As 2018's Halloween did with that saga's 40th anniversary, The Exorcist: Believer has timed its arrival carefully; 2023 marks half a century since William Friedkin adapted William Peter Blatty's bestselling novel that started it all. Green again considers the source material sacred, and it is: earning the now-late but always-great Friedkin his second Best Director Oscar nomination two years after he won for The French Connection, The Exorcist is a horror titan. It made history as the first-ever horror film nominated for Best Picture, too. Not just its own sequels (1977's Exorcist II: The Heretic and 1990's The Exorcist III) and prequels (2004's Exorcist: The Beginning and 2005's Dominion: Prequel to the Exorcist) took its lead, but everything about demonic hauntings since 1973. Still, while The Exorcist: Believer is certainly better than the unrelated The Pope's Exorcist, also from 2023, it's as dispiritingly by the numbers as it can be in attempting to emptily copy Friedkin, resurrect lines, get notes of the same score echoing and keep to the franchise playbook.

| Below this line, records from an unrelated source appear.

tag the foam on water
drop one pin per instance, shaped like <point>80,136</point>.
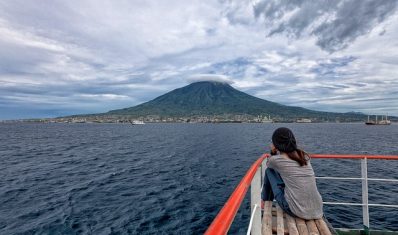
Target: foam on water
<point>169,178</point>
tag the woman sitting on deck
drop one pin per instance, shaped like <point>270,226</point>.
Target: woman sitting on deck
<point>290,179</point>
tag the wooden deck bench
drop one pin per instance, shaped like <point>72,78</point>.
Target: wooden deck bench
<point>275,221</point>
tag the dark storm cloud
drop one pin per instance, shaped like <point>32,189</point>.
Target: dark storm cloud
<point>335,24</point>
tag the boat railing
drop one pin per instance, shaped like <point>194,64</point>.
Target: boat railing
<point>254,178</point>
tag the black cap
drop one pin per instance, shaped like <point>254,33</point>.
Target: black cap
<point>283,139</point>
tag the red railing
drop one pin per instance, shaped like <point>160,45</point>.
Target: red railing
<point>225,217</point>
<point>223,220</point>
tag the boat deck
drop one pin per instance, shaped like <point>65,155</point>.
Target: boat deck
<point>275,221</point>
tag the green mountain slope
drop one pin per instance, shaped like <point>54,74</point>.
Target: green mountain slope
<point>215,98</point>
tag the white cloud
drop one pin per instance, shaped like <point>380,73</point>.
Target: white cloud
<point>74,53</point>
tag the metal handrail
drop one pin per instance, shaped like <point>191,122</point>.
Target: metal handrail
<point>225,217</point>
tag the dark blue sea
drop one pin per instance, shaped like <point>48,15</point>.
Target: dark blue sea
<point>170,178</point>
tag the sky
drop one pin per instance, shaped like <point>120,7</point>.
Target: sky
<point>86,56</point>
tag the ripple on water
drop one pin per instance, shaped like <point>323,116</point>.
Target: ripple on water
<point>168,178</point>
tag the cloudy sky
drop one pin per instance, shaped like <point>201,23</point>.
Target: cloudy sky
<point>69,57</point>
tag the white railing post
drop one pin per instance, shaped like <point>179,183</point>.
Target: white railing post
<point>255,199</point>
<point>365,202</point>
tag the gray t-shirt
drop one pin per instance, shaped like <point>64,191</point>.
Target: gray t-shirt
<point>301,192</point>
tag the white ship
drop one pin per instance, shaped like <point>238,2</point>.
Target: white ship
<point>137,122</point>
<point>304,120</point>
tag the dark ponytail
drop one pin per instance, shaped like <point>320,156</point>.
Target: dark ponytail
<point>299,156</point>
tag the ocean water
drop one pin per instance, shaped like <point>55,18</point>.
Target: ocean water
<point>170,178</point>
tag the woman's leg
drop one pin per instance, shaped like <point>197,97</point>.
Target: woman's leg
<point>274,187</point>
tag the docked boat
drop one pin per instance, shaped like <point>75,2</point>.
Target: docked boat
<point>274,221</point>
<point>384,121</point>
<point>136,122</point>
<point>304,120</point>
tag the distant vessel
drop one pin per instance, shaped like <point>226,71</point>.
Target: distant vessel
<point>376,122</point>
<point>304,120</point>
<point>137,122</point>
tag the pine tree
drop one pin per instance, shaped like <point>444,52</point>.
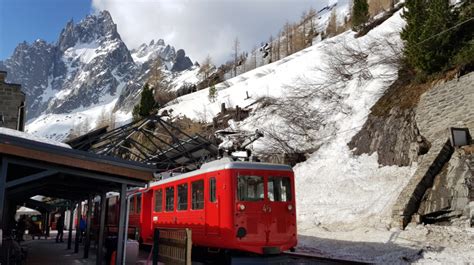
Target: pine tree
<point>212,93</point>
<point>426,50</point>
<point>146,105</point>
<point>360,14</point>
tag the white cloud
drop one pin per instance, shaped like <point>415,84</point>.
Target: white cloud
<point>203,27</point>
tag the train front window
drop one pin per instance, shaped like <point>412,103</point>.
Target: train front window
<point>212,189</point>
<point>279,189</point>
<point>182,197</point>
<point>197,195</point>
<point>158,200</point>
<point>170,199</point>
<point>250,188</point>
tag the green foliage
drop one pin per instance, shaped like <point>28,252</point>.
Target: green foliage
<point>212,93</point>
<point>431,40</point>
<point>360,14</point>
<point>464,35</point>
<point>146,105</point>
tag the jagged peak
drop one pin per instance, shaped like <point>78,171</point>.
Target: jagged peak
<point>92,27</point>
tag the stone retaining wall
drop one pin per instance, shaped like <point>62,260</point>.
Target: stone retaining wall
<point>450,104</point>
<point>446,105</point>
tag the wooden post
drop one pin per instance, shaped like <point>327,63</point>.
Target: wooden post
<point>237,114</point>
<point>100,244</point>
<point>87,243</point>
<point>121,228</point>
<point>48,223</point>
<point>3,180</point>
<point>78,227</point>
<point>223,109</point>
<point>71,223</point>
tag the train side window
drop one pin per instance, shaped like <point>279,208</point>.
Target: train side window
<point>250,188</point>
<point>132,205</point>
<point>279,189</point>
<point>197,188</point>
<point>169,199</point>
<point>212,189</point>
<point>158,200</point>
<point>139,203</point>
<point>183,197</point>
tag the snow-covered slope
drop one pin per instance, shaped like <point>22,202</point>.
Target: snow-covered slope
<point>341,198</point>
<point>348,188</point>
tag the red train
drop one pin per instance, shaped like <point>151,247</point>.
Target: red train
<point>230,205</point>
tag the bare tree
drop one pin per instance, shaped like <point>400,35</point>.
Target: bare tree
<point>331,29</point>
<point>206,67</point>
<point>302,116</point>
<point>236,52</point>
<point>270,42</point>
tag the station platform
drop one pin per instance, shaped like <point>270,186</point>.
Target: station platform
<point>48,252</point>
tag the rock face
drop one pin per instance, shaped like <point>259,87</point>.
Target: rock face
<point>394,137</point>
<point>89,65</point>
<point>452,190</point>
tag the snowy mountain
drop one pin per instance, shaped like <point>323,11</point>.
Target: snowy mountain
<point>344,201</point>
<point>88,66</point>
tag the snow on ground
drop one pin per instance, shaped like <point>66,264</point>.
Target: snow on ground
<point>31,137</point>
<point>344,202</point>
<point>58,126</point>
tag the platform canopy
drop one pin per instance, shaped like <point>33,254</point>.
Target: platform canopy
<point>29,167</point>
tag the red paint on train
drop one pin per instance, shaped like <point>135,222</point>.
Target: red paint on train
<point>242,206</point>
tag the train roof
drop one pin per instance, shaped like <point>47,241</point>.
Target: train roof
<point>226,163</point>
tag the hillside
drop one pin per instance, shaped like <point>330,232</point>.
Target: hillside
<point>319,104</point>
<point>344,201</point>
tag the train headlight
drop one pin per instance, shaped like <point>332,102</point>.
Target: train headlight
<point>241,232</point>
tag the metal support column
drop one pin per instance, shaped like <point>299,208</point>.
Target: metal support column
<point>71,222</point>
<point>87,243</point>
<point>3,180</point>
<point>121,228</point>
<point>48,223</point>
<point>100,244</point>
<point>78,226</point>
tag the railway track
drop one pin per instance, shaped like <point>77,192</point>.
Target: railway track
<point>288,258</point>
<point>303,258</point>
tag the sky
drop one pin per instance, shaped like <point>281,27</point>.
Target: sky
<point>200,27</point>
<point>29,20</point>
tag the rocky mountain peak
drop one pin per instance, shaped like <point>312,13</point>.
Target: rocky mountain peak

When controversy surrounded the OG The Exorcist all those years back, the ideas and sights that helped cause it had meaning. A crisis of faith lingered throughout the film as heavy as dread, unease and alarm. When the Pazuzu-possessed Regan MacNeil (Linda Blair, Landfill) stabbed violently downwards with a crucifix, the movie's musing on religion's love of the patriarchy and the latter's struggle with girls when they reach puberty were searing. The list goes on, as Green knows but can't match. The Exorcist: Believer amasses a multi-faith group to do the exorcising this time, deploying inclusivity to comment on the changing role that worship plays in modern American life, yet only weakly says the obvious. The patriarchy is addressed again, overtly in monologues, but mostly The Exorcist: Believer plays like its big church-set moment: wandering in to make a big bloody scene while just splashing around some standard shocks.